Chancery law

By Dov Ohrenstein, 3 New Square, London

Shareholders claims, corporate losses and exemption clauses.Walker & Others v Stones & Others, The Times, 26 September 2000The Court of Appeal has clarified the principles as to when a company shareholder can bring an action for damages in circumstances where the company has also suffered loss.

This decision also limits the effectiveness of trustee exemption clauses, at least for solicitors and other professional trustees.

The claimants were beneficiaries who brought an action for breach of trust against trustees who had caused the value of a trust shareholding in a company to be diminished by improper diversions or use of the relevant company's assets.

At first instance, Rattee J had followed the well-established principle found in Prudential Assurance v Newman [1982] Ch 204 that a shareholder in a company could not sue for damages in respect of any diminution in value of the shares held by him caused by a wrong to the company when the company itself had a cause of action entitling it to recover for the wrong committed.

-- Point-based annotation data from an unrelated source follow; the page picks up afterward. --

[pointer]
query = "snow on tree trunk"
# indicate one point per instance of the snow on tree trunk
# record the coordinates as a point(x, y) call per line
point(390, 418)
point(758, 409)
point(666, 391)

However, the Court of Appeal has now held that the Prudential Assurance principle should not operate to deprive a claimant of an otherwise good cause of action where: (1) there was a breach of a personal duty (whether in contract, tort or in trust) to the claimant; and (2) the breach had caused the claimant a personal loss which was separate and distinct from any loss that might have been suffered by a company in which the claimant had a financial interest either directly as a shareholder or indirectly as a beneficiary under a trust.

If those two conditions were satisfied, the mere fact that the company might also have a cause of action would not deprive a claimant of his claim.

The amounts claimed by the claimant beneficiaries in this case overlapped at least in part with amounts that might be claimed by the relevant company.

Nevertheless, the Court of Appeal decided that the beneficiaries were entitled to pursue their claim.

The Court of Appeal also considered the effects of a trustee exemption clause which professed to exclude liability for anything done 'in the professed execution of the trusts and powers hereof' other than dishonesty.

The claimants argued that the clause only protected against unconscious or accidental breaches of trust, since if a trustee knew that he was acting beyond his powers he could not be acting in the execution of his powers.

While it was held that the clause applied to exonerate the trustees for anything done by them in the purported execution of the trusts and powers of the trust deed even though not in fact done in the exercise of such trusts or powers, the Court of Appeal gave a broad interpretation of dishonesty.

Despite that fact in Armitage v Nurse [1998] Ch 241 Millet LJ had said that a deliberate breach of trust was not fraudulent if committed in good faith and in the honest belief that it was in the interest of beneficiaries, the Court of Appeal has now qualified this in cases where the so-called 'honest belief', although actually held by a solicitor trustee, is so unreasonable that by any objective standard no solicitor trustee could have thought that what he did was for the benefit of beneficiaries.

Accordingly, a trustee who acted with the specific intention of benefiting persons whom he knew not to be objects of the trust, in the knowledge that this would be at the expense of beneficiaries, could not invoke a trustee exemption clause such as the clause in the present case.